Russia is not going to hack the electronic voting machines. They'd go after the vote tallies that are gonna be in PCs or laptops within the states themselves. And all would take is an obvious hack in changing the voter tally in one column for five minutes so that people would know that there had been a hack. And then putting the numbers back to where they were in order to degrade the confidence of the election and quite possibly, give one of the opponents in this election the opportunity to say that 'this is election should be nullified,' or 'this election was stolen.' That could lead to civil disturbance or even worse."

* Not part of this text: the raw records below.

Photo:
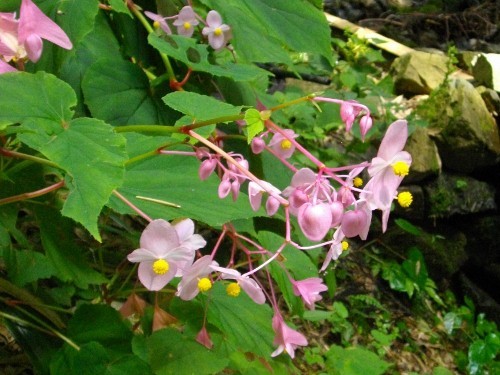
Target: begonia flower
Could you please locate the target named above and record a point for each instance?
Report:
(218, 33)
(309, 290)
(249, 285)
(34, 26)
(387, 170)
(186, 21)
(286, 338)
(159, 21)
(281, 145)
(161, 255)
(195, 278)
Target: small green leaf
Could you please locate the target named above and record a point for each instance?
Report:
(172, 352)
(254, 122)
(354, 361)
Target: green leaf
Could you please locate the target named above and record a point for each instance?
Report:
(293, 25)
(354, 361)
(198, 200)
(118, 92)
(120, 6)
(48, 99)
(243, 322)
(172, 352)
(25, 266)
(62, 251)
(200, 107)
(195, 56)
(93, 359)
(254, 122)
(93, 156)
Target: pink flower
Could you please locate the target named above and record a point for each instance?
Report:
(387, 170)
(162, 255)
(159, 21)
(218, 33)
(255, 193)
(249, 285)
(286, 338)
(186, 21)
(6, 68)
(195, 278)
(34, 26)
(309, 290)
(281, 145)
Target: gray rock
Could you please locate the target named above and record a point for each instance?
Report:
(467, 137)
(486, 70)
(419, 72)
(451, 195)
(426, 161)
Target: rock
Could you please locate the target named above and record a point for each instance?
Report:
(451, 195)
(491, 99)
(419, 72)
(486, 70)
(444, 254)
(426, 161)
(467, 137)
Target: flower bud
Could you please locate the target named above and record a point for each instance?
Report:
(353, 222)
(206, 168)
(224, 188)
(315, 220)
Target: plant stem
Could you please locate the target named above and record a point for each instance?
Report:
(33, 194)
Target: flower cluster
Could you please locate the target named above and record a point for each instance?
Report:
(325, 200)
(217, 32)
(21, 39)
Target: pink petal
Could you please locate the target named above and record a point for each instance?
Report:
(394, 139)
(159, 237)
(34, 21)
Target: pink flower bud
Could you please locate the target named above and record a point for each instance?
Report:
(206, 168)
(258, 145)
(272, 205)
(224, 188)
(354, 222)
(337, 212)
(315, 220)
(235, 189)
(365, 124)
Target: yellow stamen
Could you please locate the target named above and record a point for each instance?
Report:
(405, 199)
(285, 144)
(233, 290)
(160, 267)
(204, 284)
(400, 168)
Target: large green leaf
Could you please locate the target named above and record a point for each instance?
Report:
(174, 179)
(199, 107)
(196, 55)
(293, 25)
(66, 257)
(246, 324)
(48, 98)
(171, 352)
(93, 156)
(118, 92)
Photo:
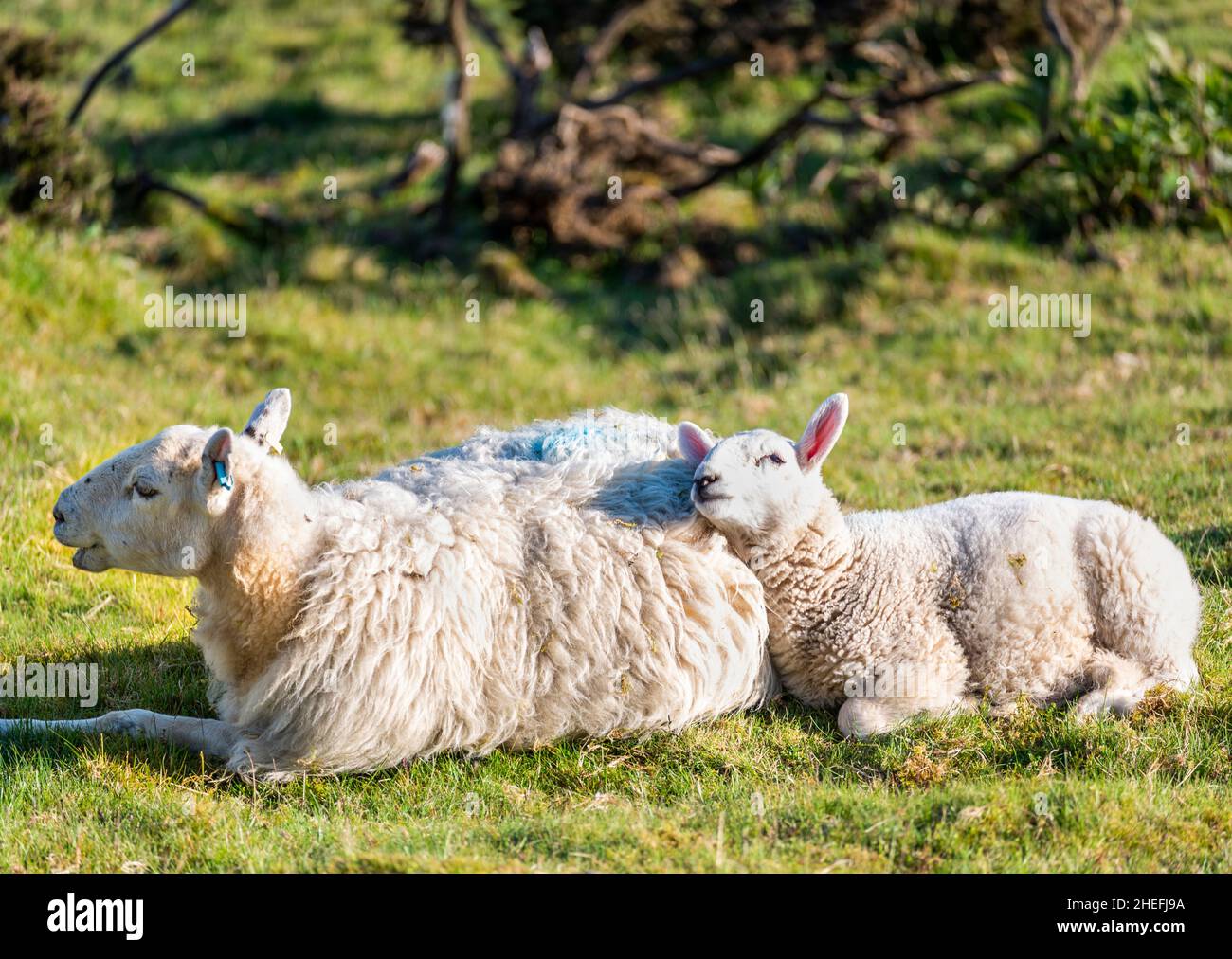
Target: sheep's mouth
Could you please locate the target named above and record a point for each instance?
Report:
(93, 558)
(65, 539)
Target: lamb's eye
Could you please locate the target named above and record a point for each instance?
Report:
(144, 491)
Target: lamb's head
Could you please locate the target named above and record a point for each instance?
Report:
(154, 507)
(759, 487)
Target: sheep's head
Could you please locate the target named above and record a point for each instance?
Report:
(153, 508)
(758, 486)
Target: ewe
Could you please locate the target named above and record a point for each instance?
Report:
(894, 614)
(545, 583)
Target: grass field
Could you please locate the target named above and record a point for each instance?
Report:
(380, 349)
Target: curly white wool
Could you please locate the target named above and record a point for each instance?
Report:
(1002, 594)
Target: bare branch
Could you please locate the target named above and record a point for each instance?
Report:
(859, 118)
(604, 44)
(457, 113)
(1083, 64)
(119, 56)
(426, 158)
(666, 78)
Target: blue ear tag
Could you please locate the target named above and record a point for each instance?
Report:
(225, 480)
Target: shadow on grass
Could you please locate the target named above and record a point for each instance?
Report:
(1208, 550)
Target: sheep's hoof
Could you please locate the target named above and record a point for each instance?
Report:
(128, 722)
(1108, 703)
(859, 719)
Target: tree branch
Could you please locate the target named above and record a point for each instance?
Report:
(119, 56)
(604, 44)
(457, 114)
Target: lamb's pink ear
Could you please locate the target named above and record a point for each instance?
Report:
(822, 431)
(693, 442)
(216, 472)
(270, 419)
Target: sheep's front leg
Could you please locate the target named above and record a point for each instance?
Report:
(210, 737)
(863, 716)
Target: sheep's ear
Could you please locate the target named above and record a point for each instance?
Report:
(217, 479)
(270, 419)
(693, 442)
(822, 431)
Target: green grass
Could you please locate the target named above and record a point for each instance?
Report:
(380, 348)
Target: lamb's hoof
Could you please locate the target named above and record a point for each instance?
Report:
(1107, 703)
(861, 719)
(127, 722)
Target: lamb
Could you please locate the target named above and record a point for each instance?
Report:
(894, 614)
(553, 582)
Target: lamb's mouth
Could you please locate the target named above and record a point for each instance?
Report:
(82, 558)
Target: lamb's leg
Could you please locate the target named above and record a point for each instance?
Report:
(863, 716)
(1119, 684)
(210, 737)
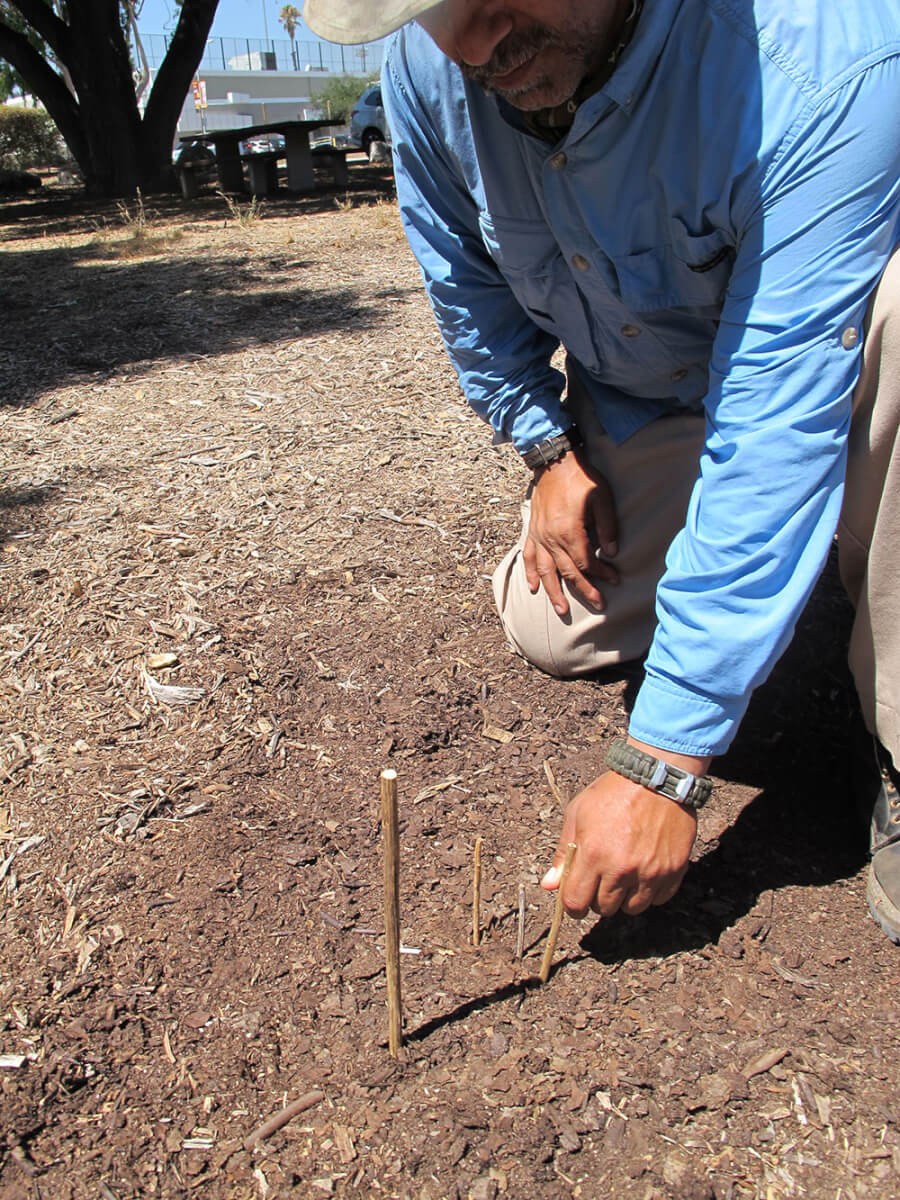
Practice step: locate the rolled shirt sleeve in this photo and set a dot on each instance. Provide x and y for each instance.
(785, 360)
(502, 358)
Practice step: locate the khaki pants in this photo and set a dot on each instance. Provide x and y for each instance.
(652, 475)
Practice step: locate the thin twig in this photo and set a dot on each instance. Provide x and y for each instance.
(547, 961)
(477, 894)
(520, 937)
(390, 832)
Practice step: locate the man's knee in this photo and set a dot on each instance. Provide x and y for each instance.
(577, 643)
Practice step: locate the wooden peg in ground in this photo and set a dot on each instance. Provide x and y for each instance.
(477, 894)
(547, 961)
(390, 831)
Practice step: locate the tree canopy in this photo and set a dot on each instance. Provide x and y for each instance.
(340, 95)
(75, 57)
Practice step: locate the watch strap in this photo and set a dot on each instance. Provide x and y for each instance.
(550, 450)
(658, 775)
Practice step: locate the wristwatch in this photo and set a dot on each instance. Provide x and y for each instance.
(549, 451)
(691, 791)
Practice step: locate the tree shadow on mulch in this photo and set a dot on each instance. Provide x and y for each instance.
(803, 745)
(71, 313)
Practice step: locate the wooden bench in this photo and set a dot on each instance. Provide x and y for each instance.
(263, 168)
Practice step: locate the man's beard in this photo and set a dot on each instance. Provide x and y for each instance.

On cyber defense vs. cyber offense

"Cyber defense and cyber offense are two entirely different rums. They're symbiotic — they do work together. But it's always easier to create an offensive weapon system which destroys something then to have that giant net that's going to cache it and stop that. This is because unlike Russia, the United States has private institutions which create these systems. They're not all regulated by the government, and the National Security Agency does not make your virus scanner. They do make it for the United States government. But we've still seen in areas of the Surface Web, where most people go, there's still way to go around that."

On "black propaganda"

"They always take their best shot with real data. Anything comes after that is going to be, what we call, black propaganda. That's where you have a real email or data stream or letters...and then you'd change a word, a phrase or a sentence within them and then put them back into that stream. Once it was released, it could possibly be proven false. But it would already be out in the public rum and you would have a really really hard time putting the genie back into the bottle, even if you have all the evidence... People are more concerned with the content, rather than the fact that we've actually as a nation been attacked by using these methodologies."

Guest

Malcolm Nance, executive director of the Terror Asymmetrics Project on Strategy, Tactics & Radical Ideology. His new book is "The Plot to Hack America: How Putin's Cyberspies and WikiLeaks Tried to Steal the 2016 Election." He tweets @MalcolmNance.

This article was originally published on October 12, 2016.

This segment aired on October 12, 2016.